No threat to public access here.

But Amendment 1, sponsored by Speaker of the House David Osborne, "provides that when the General Assembly is not in session and a pension bill has been pre-filed, the Legislative Research Commission (LRC) shall not transmit the request for an actuarial analysis unless authorized by the House Speaker or President of the Senate."

Further, it "provides that when the General Assembly is in session and a pension bill is filed, the retirement systems or its actuary shall not begin completion of an actuarial analysis on the bill until the LRC director or his or her designee notifies the system that the bill has been posted in committee or will be on a Senate committee agenda."

In other words, the timing of the public's right to know the impact of a proposed pension bill will once again be in the hands of someone other than the retirement systems that commissioned it.

As Jim Carroll, President of Kentucky Government Retirees, tweeted on January 28, "The new amendment to House Bill 194 co-opts the authority of KRS to provide actuarial analyses in a timely manner.
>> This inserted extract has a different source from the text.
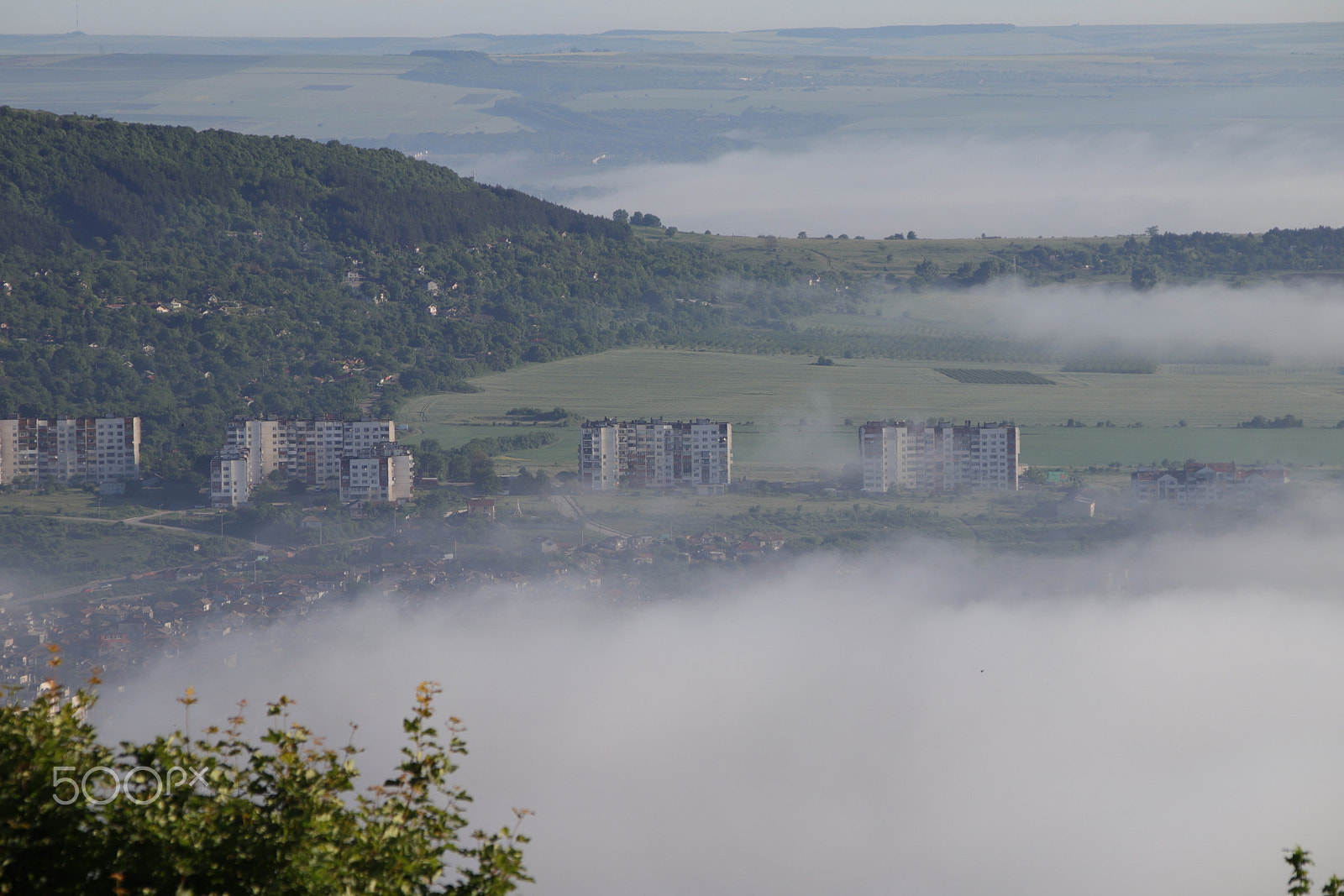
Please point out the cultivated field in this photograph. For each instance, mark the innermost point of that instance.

Did we learn nothing from Matt Bevin's lack of transparency on pension issues?"

Control of public access to the actuarial analysis of former governor Bevin's 2017 "Keeping the Promise" pension reform plan was wrestled away from the Kentucky Employees Retirement System by then State Budget Director John Chilton — as surrogate for the former governor — with the apparent goal of hiding the inconvenient truths it contained.

Upon its voluntary release by newly elected Governor Beshear, the Kentucky Center for Economic Policy wrote that the actuarial analysis to which the Bevin administration denied the public access, "has lessons that should apply to Kentucky's pension debate in the future." Those same lessons could have, and should have, applied to the pension debate in the last two legislative sessions.
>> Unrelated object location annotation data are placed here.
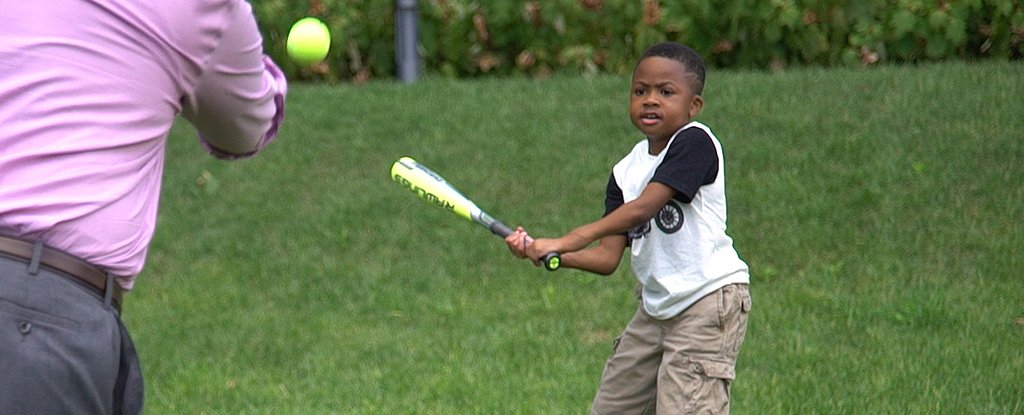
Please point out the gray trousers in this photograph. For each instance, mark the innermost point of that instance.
(62, 349)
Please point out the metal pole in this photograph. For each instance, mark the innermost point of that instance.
(406, 39)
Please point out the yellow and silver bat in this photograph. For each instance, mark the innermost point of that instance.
(433, 189)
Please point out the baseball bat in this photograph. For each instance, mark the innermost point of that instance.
(435, 190)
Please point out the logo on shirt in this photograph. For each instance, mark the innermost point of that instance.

Franklin Circuit Court Judge Phillip Shepherd said it best in his June 2019 opinion affirming the public's right of access to the actuarial analysis.
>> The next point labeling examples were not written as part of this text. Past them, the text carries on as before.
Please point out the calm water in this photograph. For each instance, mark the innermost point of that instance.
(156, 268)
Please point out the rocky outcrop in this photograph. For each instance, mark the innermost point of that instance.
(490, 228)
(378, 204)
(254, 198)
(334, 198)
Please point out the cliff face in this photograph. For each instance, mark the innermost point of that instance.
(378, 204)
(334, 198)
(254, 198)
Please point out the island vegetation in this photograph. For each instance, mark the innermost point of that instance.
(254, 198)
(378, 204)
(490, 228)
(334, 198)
The former state budget director's denial of Ellen Suetholz's request "*was a conscious, deliberate strategy to suppress public debate on an important issue of public policy*.

"Certainly, the budget director is free to dispute or contest the conclusions reached by the actuaries. The budget director has every right to point out any problems or concerns he has identified in these actuarial studies; that is a necessary part of the public debate on this important issue. Such public debate of this important issue should be encouraged. *But he cannot stifle the public debate on these issues and suppress criticism of the governor's policies, by hiding the contents of the actuarial studies paid for by the public and the members of the KRS*."

Amendment 1 to HB 194 presents a substantial threat to our statutory right to know, not — perhaps — in the form of a ravening wolf but certainly in the form of a wolf in sheep's clothing.

Amendment 1 to HB 194 cleared the House on January 28. The battle now turns to the Senate to preserve retirement system autonomy and transparency.